Joshua Boger , the chief executive of Cambridge biotech firm Vertex Pharmaceuticals Inc. , said he is approached "every week," not just at BIO, by trade representatives attempting to sell him on the merits of their regions.

Boger said he has no plans to move Vertex to a lower-rent state with a better tax deal, but as companies expand, Massachusetts will face challenges from areas with lower costs of living and attractive development deals, he said.

Though Massachusetts officials say the state's reputation as a high-tax state is outdated, they remain frustrated by the lack of affordable housing, and the slow pace of the local permitting process for new construction.

And despite the outside trade groups' optimism, not every recruitment deal ends happily. Biotech is a risky industry in which a few failed experiments can send a firm's fortunes plunging. A few years ago, North Carolina and South Carolina went to battle over a small drug firm searching for a new home. The company has since gone out of business.

The Cambridge firm ViaCell Inc. recently disclosed that it is locked in a dispute with Singapore, which offers cash paybacks to biotech companies that set up research labs. It says ViaCell didn't employ enough people to meet the terms of the deal, and wants $1 million of its money back.

With Singapore, Scotland and others hunting aggressively for the same business expansion deals, like the $660 million biomanufacturing plant that Bristol-Myers Squibb broke ground on in Devens last week, Massachusetts has been putting more boots on the ground to meet the challenge head-on.

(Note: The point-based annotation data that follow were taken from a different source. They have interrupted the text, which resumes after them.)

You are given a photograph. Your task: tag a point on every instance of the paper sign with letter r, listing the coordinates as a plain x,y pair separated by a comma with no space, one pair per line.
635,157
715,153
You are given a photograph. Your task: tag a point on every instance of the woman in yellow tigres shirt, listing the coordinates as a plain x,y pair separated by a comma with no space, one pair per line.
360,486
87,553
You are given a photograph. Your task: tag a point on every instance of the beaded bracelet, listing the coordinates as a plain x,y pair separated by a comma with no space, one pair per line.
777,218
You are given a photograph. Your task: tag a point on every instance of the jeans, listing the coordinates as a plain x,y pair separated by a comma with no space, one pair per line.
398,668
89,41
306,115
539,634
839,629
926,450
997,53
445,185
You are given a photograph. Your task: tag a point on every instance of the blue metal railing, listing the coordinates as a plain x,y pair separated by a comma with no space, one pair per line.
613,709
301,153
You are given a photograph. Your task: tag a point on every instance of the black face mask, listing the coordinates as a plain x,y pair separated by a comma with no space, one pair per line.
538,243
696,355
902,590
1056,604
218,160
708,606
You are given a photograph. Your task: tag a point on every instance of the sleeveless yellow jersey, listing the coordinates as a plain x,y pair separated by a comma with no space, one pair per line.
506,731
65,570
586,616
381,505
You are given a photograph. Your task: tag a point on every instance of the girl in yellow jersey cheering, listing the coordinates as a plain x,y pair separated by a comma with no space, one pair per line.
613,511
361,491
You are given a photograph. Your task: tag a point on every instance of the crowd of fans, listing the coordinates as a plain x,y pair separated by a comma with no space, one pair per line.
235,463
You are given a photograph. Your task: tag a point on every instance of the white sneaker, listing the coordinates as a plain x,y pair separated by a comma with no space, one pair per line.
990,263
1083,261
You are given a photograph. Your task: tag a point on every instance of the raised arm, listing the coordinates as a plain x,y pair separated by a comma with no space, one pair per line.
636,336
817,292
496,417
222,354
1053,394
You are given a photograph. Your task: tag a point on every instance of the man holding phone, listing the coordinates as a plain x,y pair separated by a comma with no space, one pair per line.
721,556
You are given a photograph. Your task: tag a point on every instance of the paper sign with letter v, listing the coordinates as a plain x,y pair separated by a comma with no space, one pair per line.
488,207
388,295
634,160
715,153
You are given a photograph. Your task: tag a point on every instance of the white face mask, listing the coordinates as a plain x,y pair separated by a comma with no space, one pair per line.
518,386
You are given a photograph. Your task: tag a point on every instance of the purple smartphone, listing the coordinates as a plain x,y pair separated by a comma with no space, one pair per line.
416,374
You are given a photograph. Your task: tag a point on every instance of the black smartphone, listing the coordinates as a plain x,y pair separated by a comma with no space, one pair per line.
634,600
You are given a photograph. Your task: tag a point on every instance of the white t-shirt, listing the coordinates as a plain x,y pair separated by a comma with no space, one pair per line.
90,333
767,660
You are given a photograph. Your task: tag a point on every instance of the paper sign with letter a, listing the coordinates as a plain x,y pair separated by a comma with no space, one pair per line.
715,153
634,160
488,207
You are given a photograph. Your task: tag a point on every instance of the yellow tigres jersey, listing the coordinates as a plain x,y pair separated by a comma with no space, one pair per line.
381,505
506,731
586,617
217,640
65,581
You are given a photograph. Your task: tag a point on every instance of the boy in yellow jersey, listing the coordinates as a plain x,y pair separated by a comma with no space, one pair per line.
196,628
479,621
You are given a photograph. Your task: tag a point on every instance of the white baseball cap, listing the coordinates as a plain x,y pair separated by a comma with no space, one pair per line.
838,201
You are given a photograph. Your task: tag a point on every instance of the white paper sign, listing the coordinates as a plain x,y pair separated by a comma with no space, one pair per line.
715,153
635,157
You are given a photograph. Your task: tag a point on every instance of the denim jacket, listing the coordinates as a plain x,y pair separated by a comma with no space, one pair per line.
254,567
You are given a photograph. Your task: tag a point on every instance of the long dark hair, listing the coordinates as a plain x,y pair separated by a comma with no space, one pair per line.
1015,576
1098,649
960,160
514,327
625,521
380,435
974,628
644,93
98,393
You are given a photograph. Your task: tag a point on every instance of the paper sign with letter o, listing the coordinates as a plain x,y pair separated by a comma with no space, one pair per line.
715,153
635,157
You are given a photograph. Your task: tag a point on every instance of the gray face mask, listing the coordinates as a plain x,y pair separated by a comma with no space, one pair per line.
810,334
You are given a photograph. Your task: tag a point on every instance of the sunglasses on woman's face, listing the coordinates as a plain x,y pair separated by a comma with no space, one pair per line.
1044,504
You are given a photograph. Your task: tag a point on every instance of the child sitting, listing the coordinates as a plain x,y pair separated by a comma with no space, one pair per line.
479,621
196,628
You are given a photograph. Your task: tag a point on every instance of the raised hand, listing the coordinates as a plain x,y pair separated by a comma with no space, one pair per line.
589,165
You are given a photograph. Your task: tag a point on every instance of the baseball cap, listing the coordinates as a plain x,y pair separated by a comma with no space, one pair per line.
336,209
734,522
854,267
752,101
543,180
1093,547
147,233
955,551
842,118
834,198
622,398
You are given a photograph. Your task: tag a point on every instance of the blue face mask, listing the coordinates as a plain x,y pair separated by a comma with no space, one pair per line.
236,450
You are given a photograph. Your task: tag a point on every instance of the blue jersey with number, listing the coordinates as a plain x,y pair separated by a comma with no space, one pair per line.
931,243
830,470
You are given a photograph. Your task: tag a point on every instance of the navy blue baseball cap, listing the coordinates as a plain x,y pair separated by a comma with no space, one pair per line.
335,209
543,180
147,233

"We're competing with all of them," said Bob Coughlin , the state's undersecretary for business development.

Coughlin estimates the state will have as many as 60 people working the convention floor this week, from tourism officials to Governor Deval Patrick. The governor also spoke at the opening reception on Sunday night, and is co-hosting an exclusive reception at the Institute of Contemporary Art tonight.

Tomorrow at the convention, Patrick is expected to disclose a policy proposal to help boost the state's biotech economy, although state officials declined to offer specifics yesterday.

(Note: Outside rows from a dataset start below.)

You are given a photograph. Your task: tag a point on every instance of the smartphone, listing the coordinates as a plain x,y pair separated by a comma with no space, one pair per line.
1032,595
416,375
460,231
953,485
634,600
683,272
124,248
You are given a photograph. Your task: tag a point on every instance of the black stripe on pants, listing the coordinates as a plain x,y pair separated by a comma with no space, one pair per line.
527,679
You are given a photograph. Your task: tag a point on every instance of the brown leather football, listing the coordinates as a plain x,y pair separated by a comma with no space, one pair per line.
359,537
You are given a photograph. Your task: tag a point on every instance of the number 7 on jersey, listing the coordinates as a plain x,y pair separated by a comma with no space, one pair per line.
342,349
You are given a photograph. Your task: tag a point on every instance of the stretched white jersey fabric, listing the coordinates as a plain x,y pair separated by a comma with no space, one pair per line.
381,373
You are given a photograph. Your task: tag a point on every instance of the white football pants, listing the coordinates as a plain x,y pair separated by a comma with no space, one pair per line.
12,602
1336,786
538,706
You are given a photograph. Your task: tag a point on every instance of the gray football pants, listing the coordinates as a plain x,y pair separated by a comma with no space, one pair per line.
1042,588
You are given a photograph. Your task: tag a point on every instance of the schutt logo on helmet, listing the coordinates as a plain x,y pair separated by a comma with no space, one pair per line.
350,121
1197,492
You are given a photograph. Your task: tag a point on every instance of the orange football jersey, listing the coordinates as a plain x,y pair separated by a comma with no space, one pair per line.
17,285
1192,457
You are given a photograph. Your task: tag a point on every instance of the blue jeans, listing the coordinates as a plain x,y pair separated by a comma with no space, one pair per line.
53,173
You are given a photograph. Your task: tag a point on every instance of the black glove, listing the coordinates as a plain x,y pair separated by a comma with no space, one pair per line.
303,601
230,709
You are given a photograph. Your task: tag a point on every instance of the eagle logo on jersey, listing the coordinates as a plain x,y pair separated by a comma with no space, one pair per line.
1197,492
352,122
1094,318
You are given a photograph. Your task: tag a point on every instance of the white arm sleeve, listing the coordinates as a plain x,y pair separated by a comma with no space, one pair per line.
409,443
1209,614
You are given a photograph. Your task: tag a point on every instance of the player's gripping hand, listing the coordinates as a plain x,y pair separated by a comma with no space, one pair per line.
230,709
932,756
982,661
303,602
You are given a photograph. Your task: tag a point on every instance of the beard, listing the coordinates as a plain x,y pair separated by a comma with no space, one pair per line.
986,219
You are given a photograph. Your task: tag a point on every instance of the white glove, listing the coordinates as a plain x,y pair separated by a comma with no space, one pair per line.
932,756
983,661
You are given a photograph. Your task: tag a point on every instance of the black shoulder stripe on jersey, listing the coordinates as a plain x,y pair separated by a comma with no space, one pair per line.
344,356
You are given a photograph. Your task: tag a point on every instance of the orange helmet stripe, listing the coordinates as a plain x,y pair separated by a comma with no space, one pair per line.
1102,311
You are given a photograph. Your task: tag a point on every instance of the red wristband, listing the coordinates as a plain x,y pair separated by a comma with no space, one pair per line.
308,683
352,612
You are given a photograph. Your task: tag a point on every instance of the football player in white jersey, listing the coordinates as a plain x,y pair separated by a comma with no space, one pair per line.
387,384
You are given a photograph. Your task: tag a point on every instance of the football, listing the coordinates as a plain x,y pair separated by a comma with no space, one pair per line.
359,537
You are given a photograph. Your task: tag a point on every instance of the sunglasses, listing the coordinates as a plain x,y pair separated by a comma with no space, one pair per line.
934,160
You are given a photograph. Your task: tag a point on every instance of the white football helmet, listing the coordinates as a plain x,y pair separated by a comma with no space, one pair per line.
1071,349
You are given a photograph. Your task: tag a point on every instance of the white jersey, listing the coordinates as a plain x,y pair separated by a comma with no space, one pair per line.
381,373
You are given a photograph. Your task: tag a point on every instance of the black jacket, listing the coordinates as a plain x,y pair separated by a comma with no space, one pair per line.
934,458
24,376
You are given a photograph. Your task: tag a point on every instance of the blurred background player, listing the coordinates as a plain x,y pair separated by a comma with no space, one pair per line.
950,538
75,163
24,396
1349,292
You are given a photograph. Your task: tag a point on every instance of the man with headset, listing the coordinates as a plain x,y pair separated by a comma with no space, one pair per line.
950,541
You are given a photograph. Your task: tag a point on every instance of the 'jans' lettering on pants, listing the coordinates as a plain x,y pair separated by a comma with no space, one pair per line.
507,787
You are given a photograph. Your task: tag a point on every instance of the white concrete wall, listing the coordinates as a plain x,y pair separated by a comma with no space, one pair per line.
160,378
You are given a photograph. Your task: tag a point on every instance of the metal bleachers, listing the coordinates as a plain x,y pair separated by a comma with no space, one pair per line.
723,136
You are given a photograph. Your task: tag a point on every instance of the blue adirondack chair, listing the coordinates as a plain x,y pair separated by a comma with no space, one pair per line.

State officials don't want a repeat of Massachusetts' lackluster showing at last year's BIO convention in Chicago. At that conference, state companies set up kiosks and dispensed bottles of Sam Adams beer and tortilla chips.

For this year's effort, headed by the Massachusetts Biotechnology Council, the state's contingent spent a collective $1.2 million to assemble the largest pavilion on the trade-show floor. It features a cluster of booths and translucent yellow pillars set up around a small theater, where local politicians and industry executives talk up the state's ambitions and its pioneering role in biotech.

The battle for the industry's attention even has a cloak and dagger element, with representatives from one state sneaking into other pavilions to figure out exactly what is being offered as enticements -- grants, loans, or just some snazzy T-shirts.

Sometimes out-of-staters even stage a Massachusetts invasion. A biotech group from North Carolina recently flew to Boston to pitch several companies on their state's lower cost of living and burgeoning life-science industry. "Had I known where they were going to be," Coughlin joked, "we would have tried to get their car towed."